O debate a respeito da transferência de determinados presos líderes de facções criminosas do Estado de São Paulo para presídios federais tem sido travado na imprensa e no mundo jurídico nos últimos meses. Como o tema é pouco conhecido e estudado (execução penal), são apresentados, no presente artigo, subsídios mínimos ao público afeto a concursos públicos e aos estudantes de Direito.
O RDD e a transferência de presos para estabelecimentos prisionais federais de segurança máxima possuem pontos em comum, mas não se confundem. Seguem alguns tópicos para o devido esclarecimento.
RDD – Regime Disciplinar Diferenciado – previsão normativa
O RDD, ou regime disciplinar diferenciado, está previsto no art. 52, da Lei Federal n. 10.792/03, que alterou a Lei Federal n. 7.210/84 – LEP (Lei de Execuções Penais), com a seguinte redação:
“Art. 52. A prática de fato previsto como crime doloso constitui falta grave e, quando ocasione subversão da ordem ou disciplina internas, sujeita o preso provisório, ou condenado, sem prejuízo da sanção penal, ao regime disciplinar diferenciado, com as seguintes características:
I – duração máxima de trezentos e sessenta dias, sem prejuízo de repetição da sanção por nova falta grave de mesma espécie, até o limite de um sexto da pena aplicada;
II – recolhimento em cela individual;
III – visitas semanais de duas pessoas, sem contar as crianças, com duração de duas horas;
IV – o preso terá direito à saída da cela por 2 horas diárias para banho de sol.
§ 1o O regime disciplinar diferenciado também poderá abrigar presos provisórios ou condenados, nacionais ou estrangeiros, que apresentem alto risco para a ordem e a segurança do estabelecimento penal ou da sociedade.
§ 2o Estará igualmente sujeito ao regime disciplinar diferenciado o preso provisório ou o condenado sob o qual recaiam fundadas suspeitas de envolvimento ou participação, a qualquer título, em organizações criminosas, quadrilha ou bando.”

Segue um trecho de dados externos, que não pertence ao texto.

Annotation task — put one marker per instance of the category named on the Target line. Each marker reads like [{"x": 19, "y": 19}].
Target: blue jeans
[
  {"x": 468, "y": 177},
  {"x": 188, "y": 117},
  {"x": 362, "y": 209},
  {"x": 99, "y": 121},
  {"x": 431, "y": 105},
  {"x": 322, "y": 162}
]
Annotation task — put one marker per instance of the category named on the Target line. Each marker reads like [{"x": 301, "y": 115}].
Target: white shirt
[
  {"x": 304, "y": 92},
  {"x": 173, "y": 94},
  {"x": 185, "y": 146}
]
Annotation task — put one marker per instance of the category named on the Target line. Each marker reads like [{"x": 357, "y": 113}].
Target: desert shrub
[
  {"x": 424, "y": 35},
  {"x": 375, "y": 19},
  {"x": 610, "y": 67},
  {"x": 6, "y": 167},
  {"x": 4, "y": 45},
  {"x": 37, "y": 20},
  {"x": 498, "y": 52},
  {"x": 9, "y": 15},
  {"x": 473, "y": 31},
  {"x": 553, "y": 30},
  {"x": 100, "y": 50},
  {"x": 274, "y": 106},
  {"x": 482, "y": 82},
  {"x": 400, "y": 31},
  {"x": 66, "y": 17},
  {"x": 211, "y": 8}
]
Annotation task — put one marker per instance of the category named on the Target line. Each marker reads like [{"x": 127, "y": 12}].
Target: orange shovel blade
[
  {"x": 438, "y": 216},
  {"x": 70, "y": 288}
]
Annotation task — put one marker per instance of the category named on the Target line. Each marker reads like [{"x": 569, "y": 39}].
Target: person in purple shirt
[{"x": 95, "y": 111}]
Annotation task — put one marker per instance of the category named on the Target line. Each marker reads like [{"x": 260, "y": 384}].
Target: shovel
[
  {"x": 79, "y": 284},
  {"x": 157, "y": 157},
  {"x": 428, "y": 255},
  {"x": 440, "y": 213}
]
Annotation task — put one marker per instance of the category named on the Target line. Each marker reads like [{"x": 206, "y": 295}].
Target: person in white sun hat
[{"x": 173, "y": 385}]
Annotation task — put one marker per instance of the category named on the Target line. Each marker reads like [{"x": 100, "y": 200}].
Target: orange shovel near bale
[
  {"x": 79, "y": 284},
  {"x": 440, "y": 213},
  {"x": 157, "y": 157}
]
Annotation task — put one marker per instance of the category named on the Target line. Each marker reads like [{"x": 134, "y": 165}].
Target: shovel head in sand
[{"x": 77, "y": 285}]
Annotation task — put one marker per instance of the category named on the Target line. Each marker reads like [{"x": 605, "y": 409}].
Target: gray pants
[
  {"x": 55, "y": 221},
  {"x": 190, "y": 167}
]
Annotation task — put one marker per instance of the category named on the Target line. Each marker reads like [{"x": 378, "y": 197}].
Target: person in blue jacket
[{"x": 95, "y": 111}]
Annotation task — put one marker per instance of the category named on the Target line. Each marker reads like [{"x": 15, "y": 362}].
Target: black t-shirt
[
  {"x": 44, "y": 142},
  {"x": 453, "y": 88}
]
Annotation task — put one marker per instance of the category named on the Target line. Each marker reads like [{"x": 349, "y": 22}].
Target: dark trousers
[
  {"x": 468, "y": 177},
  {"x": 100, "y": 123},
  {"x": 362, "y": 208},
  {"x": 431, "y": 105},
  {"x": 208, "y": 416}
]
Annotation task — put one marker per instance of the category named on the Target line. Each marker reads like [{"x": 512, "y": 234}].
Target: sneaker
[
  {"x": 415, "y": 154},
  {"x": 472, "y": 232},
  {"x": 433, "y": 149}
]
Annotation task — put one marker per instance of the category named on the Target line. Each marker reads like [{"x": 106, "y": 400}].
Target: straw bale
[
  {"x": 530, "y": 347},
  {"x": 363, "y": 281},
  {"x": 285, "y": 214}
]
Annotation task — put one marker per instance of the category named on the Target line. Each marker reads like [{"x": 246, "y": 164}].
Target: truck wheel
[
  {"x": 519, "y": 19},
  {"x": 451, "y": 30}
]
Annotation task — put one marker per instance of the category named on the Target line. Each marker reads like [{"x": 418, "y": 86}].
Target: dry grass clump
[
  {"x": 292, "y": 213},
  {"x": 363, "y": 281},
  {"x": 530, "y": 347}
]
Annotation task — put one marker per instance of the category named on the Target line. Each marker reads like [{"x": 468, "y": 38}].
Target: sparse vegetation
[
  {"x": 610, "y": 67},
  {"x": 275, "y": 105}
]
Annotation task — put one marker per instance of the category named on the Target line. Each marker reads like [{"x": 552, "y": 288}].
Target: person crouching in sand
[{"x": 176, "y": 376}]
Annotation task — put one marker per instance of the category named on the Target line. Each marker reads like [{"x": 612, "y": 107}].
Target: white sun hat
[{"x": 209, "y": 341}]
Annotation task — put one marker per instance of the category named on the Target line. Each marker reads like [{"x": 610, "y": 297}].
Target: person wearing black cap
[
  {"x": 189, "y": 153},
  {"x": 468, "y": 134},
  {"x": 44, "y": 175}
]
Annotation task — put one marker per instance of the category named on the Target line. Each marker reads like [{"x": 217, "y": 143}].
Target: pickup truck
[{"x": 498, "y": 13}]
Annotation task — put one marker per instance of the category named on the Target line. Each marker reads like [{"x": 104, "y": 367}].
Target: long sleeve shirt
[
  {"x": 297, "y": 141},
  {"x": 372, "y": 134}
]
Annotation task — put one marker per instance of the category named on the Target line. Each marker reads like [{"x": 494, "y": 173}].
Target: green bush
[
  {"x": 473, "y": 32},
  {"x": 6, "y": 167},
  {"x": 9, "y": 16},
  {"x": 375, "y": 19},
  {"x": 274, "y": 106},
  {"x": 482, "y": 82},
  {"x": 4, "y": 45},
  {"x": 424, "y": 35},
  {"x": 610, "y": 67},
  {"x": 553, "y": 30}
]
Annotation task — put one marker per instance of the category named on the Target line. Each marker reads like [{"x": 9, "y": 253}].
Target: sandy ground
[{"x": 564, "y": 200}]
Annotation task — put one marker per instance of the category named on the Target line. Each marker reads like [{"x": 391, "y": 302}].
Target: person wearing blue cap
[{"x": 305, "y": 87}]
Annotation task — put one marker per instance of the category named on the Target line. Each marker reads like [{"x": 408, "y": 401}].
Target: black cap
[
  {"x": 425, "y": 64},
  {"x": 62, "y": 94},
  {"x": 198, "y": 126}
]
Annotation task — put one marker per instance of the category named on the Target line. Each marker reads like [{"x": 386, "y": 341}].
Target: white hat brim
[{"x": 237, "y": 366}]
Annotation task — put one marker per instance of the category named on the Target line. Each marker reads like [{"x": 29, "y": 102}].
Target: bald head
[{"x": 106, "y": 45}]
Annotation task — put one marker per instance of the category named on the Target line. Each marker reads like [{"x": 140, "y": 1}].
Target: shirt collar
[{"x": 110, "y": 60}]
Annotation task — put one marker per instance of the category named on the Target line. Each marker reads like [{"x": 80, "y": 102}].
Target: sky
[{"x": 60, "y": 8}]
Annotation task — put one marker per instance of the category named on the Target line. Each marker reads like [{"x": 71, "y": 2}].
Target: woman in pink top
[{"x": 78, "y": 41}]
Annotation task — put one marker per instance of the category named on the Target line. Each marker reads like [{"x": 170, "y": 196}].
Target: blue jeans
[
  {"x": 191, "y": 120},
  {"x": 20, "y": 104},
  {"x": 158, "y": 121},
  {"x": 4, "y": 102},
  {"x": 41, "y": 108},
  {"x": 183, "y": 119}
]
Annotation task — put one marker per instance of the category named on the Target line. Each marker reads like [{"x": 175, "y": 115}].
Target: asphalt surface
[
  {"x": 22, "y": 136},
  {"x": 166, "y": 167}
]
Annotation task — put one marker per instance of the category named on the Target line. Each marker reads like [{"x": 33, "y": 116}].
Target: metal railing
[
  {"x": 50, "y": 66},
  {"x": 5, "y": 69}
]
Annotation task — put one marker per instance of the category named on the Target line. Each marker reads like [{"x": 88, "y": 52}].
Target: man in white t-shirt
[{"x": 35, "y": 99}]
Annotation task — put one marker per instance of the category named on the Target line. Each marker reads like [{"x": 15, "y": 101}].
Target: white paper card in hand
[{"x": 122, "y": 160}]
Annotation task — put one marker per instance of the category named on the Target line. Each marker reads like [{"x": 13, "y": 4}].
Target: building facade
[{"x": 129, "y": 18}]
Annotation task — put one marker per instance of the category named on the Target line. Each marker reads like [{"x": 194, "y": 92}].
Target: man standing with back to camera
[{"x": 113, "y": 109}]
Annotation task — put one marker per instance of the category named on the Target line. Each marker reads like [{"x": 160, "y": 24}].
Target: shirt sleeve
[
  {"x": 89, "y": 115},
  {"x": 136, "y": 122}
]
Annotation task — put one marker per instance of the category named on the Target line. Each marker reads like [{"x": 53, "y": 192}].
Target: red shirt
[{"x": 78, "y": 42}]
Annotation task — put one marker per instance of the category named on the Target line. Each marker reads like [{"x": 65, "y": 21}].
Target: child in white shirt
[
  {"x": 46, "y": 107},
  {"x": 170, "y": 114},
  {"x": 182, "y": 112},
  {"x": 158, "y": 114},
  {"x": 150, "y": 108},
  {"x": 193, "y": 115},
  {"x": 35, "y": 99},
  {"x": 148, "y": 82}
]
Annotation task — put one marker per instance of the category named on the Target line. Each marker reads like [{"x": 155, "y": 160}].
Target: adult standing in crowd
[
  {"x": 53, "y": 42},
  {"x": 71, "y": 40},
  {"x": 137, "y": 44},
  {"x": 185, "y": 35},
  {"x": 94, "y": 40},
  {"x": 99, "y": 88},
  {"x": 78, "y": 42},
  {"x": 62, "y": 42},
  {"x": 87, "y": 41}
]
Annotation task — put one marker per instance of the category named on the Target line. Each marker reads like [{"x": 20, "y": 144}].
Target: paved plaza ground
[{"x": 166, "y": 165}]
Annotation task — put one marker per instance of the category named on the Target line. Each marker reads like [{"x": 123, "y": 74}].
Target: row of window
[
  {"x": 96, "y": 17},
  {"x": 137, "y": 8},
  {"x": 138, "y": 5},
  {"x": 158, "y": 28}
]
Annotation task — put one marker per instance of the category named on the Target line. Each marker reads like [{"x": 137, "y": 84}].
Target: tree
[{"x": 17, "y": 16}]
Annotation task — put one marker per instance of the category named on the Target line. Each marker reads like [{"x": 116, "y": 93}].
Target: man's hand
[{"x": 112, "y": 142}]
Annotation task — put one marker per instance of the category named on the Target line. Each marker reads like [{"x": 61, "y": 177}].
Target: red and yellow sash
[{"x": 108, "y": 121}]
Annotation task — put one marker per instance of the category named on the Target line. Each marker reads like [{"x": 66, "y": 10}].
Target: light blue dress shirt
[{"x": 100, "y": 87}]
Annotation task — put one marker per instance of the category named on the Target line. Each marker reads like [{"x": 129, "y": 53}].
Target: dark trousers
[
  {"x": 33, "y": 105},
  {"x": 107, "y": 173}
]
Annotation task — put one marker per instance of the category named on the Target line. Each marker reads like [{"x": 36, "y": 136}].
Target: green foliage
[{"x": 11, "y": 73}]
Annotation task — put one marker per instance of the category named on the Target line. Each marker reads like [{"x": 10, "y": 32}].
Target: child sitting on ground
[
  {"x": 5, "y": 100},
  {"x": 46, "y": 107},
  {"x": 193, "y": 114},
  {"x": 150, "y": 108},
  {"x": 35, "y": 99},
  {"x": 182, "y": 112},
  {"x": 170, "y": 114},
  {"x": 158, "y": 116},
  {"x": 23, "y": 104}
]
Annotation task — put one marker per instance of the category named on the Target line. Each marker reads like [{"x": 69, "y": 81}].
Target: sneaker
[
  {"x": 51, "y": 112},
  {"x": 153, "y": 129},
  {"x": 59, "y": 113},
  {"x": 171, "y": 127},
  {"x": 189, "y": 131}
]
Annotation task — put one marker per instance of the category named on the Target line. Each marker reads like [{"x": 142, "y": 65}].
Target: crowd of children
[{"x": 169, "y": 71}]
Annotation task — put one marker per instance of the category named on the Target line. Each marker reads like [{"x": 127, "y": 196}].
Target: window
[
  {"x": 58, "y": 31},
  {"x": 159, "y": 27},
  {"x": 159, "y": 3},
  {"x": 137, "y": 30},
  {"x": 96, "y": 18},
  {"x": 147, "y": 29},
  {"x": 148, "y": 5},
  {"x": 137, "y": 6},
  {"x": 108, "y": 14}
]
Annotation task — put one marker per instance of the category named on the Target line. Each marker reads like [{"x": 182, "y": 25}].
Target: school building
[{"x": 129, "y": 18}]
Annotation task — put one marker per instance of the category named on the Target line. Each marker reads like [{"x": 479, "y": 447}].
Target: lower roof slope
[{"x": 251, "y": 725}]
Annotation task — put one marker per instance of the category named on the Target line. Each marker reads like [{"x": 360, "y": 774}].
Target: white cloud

RDD – Conceito e natureza jurídica
O regime disciplinar diferenciado é, portanto: a) uma sanção disciplinar decorrente de crime doloso praticado por preso provisório ou condenado, desde que ocasione subversão da ordem ou disciplina internas; ou b) medida acautelatória destinada a abrigar presos provisórios ou condenados, nacionais ou estrangeiros, que apresentem alto risco para a ordem e a segurança do estabelecimento penal ou da sociedade.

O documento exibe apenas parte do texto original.